Last week, leaders of the House Sustainable Energy and Environment Coalition (SEEC) urged Transportation and Infrastructure Committee Chairman Peter DeFazio and Ranking Member Sam Graves to use surface transportation reauthorization as an opportunity to take serious action on climate change.

“A status quo highway bill will no longer serve the needs of our country or our planet; instead, it would risk putting us at a competitive disadvantage while leaving us all more vulnerable to the dangers of climate change.” 

We couldn’t agree more. The fact that those words came from sitting members of Congress is even more stirring. In a letter, the Sustainable Energy and Environment Coalition urged the U.S. House to use surface transportation reauthorization—the process that sets federal transportation policy for the next five years—as an opportunity to change our outdated transportation policy and make real strides reducing emissions in the transportation sector. We applaud their vision. The letter was led by SEEC Co-Chairs Reps. Gerry Connolly (VA-11), Paul Tonko (NY-20), and Doris Matsui (CA-6), and SEEC Vice-Chairs Reps. Chellie Pingree (ME-1), Alan Lowenthal (CA-47), Mike Quigley (IL-5), Matt Cartwright (PA-8) and A. Donald McEachin (VA-4). 

Transportation is the single largest source of greenhouse gases (GHG), contributing 29 percent of the United States’ total greenhouse gas emissions and the majority of these emissions come from driving. As the Coalition wrote in their letter, “Our current highway policy undermines our climate goals by favoring new highways, roads, and lanes that induce more driving, over transit, biking, and walking.” Without structural reform and reducing the distance people drive, we’ll never reduce our emissions enough and create a transportation system that works for everyone. 

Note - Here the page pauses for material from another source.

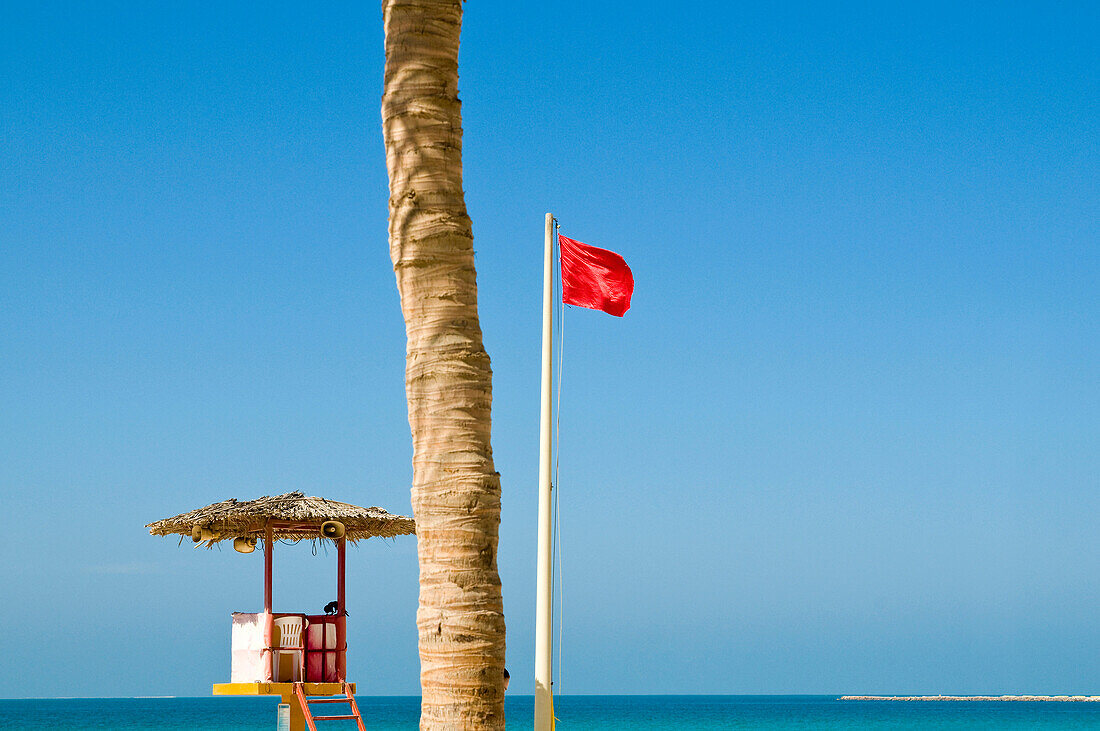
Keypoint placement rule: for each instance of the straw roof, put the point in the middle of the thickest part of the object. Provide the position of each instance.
(231, 519)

The letter called for the creation of performance measures to reduce greenhouse gas emissions, vehicle miles traveled, and “cumulative criteria pollution” (which includes carbon monoxide, lead, nitrogen dioxide, ozone, particulate matter, and sulfur dioxide) in the transportation sector, similar to the GREEN Streets Act introduced in both the House and Senate. Further, the Coalition called for the use of accessibility, or destination access, to measure whether or not people can get to their destinations, replacing the outdated, ineffective, & car-centric proxies we currently use. As we’ve written about, we think the use of accessibility as a metric of success would be transformative. 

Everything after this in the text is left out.